Gracias a sus indudables dotes artísticas, decidió planear una estafa a gran escala. Lo primero que hizo fue falsificar algunas pinturas que, según él, eran obra del mismísimo Adolf Hitler.

En 1974, y gracias al éxito que estaba alcanzando su "obra", Kujau alquiló una tienda donde empezó a exponer todos aquellos "recuerdos". Fue en esa época cuando conoció a Wolfgang Schulze, que vivía en Estados Unidos y que a la postre se convertiría en agente del propio Kujau al otro lado del Atlántico. Los precios de los objetos que vendía Kujau empezaron a subir, ya que este incluía detalles adicionales, naturalmente falsificados, como en el caso de un genuino casco de la Primera Guerra Mundial al que el falsificador incluyó una nota, presumiblemente escrita por el propio Hitler, en la que el dictador afirmaba que lo usó en la batalla de Ypres, a finales de 1914, lo que incrementó automáticamente su valor.

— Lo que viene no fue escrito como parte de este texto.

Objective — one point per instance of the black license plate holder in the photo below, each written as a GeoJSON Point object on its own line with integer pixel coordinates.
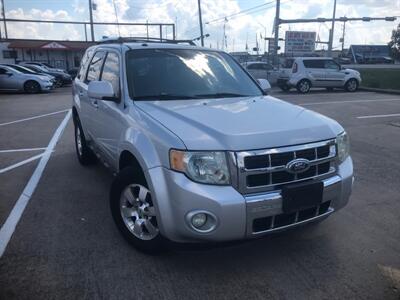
{"type": "Point", "coordinates": [302, 196]}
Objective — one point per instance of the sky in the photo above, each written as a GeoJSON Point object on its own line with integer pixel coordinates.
{"type": "Point", "coordinates": [241, 29]}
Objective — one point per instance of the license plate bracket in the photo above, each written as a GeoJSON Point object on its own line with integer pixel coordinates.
{"type": "Point", "coordinates": [302, 196]}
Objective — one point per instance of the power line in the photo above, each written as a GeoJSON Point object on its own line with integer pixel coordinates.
{"type": "Point", "coordinates": [240, 12]}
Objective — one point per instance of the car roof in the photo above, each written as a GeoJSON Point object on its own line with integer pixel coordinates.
{"type": "Point", "coordinates": [313, 58]}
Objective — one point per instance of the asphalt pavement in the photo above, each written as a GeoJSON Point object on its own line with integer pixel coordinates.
{"type": "Point", "coordinates": [66, 245]}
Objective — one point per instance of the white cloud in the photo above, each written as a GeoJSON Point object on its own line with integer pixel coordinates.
{"type": "Point", "coordinates": [238, 29]}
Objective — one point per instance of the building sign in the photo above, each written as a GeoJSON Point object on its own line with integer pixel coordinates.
{"type": "Point", "coordinates": [299, 42]}
{"type": "Point", "coordinates": [53, 45]}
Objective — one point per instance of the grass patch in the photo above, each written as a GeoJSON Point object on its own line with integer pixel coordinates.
{"type": "Point", "coordinates": [380, 78]}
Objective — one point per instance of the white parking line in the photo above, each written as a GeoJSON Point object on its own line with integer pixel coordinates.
{"type": "Point", "coordinates": [8, 228]}
{"type": "Point", "coordinates": [21, 163]}
{"type": "Point", "coordinates": [21, 150]}
{"type": "Point", "coordinates": [378, 116]}
{"type": "Point", "coordinates": [35, 117]}
{"type": "Point", "coordinates": [349, 101]}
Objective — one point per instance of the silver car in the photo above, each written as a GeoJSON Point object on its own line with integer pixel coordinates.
{"type": "Point", "coordinates": [308, 72]}
{"type": "Point", "coordinates": [199, 150]}
{"type": "Point", "coordinates": [14, 80]}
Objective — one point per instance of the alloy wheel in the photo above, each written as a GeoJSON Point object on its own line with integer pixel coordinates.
{"type": "Point", "coordinates": [138, 212]}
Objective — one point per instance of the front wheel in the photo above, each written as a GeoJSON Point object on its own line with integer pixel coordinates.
{"type": "Point", "coordinates": [351, 85]}
{"type": "Point", "coordinates": [32, 87]}
{"type": "Point", "coordinates": [133, 210]}
{"type": "Point", "coordinates": [303, 86]}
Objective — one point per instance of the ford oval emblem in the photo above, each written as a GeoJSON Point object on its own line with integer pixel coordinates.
{"type": "Point", "coordinates": [298, 165]}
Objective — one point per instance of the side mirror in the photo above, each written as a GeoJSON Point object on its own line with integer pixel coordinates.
{"type": "Point", "coordinates": [102, 90]}
{"type": "Point", "coordinates": [264, 84]}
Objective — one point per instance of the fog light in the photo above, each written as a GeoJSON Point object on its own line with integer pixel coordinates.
{"type": "Point", "coordinates": [199, 219]}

Kujau también usó papel moderno que envejeció con té para inventar notas de otros jerarcas nazis como Bormann, Hess, Himmler, Göring o Goebbels. La ambición de Kujau empezó a no tener límites y llegó a copiar a mano volúmenes enteros de Mein Kampf que luego vendía a sus clientes habituales, en especial a un coleccionista de recuerdos nazis llamado Fritz Stiefel.

En la imagen sobre estas líneas se puede ver a un agente de la policía fotografiado en la tienda que Konrad Kujau había alquilado y llenado de todas la reliquias de la Segunda Guerra Mundial que había ido adquiriendo para revenderlas.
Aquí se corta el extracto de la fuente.